Pinball

Pinball

Pinball is a type of arcade game in which a player uses paddles (called flippers) to manipulate one or more balls inside a pinball machine. A pinball machine is a glass-covered cabinet containing a play field populated with lights, targets, bumpers, ramps, and various other objects depending on its design.

The primary objective of the game is to score as many points as possible by hitting targets and making various shots with the flippers, before all balls "drain" at an exit usually situated at the bottom of the play field. Most pinball games are divided into turns (referred to as "balls", having the same meaning as "lives" in video games). The game ends when all balls have ended.

Pinball and gambling

Pinball machines, like many other mechanical games, were sometimes used as gambling devices. Some pinball machines, such as Bally's "bingos", featured a grid on the backglass scoring area with spaces corresponding to targets or holes on the playfield.
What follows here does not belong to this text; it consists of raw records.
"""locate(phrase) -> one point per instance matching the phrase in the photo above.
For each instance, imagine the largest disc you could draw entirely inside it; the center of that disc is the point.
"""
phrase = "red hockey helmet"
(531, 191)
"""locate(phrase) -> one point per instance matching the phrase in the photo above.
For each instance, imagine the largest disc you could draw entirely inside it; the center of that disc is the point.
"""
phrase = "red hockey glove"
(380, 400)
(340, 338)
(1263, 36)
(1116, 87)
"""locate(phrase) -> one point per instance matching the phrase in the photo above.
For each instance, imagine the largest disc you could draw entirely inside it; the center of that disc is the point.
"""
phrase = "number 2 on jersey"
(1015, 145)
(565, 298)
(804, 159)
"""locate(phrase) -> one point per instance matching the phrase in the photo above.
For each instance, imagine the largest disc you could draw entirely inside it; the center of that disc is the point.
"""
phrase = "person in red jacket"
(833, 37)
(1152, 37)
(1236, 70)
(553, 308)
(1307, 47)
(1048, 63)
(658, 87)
Free games could be won if the player was able to get the balls to land in a winning pattern; however, doing this was nearly random, and a common use for such machines was for gambling. Other machines allowed a player to win and accumulate large numbers of "free games" which could then be cashed out for money with the location owner. Later, this type of feature was discontinued in an effort to legitimize the machines, and to avoid legal problems in areas where awarding free games was considered illegal, some games, called Add-A-Ball, did away with the free game feature, instead giving players extra balls to play (between 5 and 25 in most cases). These extra balls were indicated via lighted graphics in the backglass or by a ball count wheel, but in some areas that was disallowed, and some games were shipped with a sticker to cover the counters.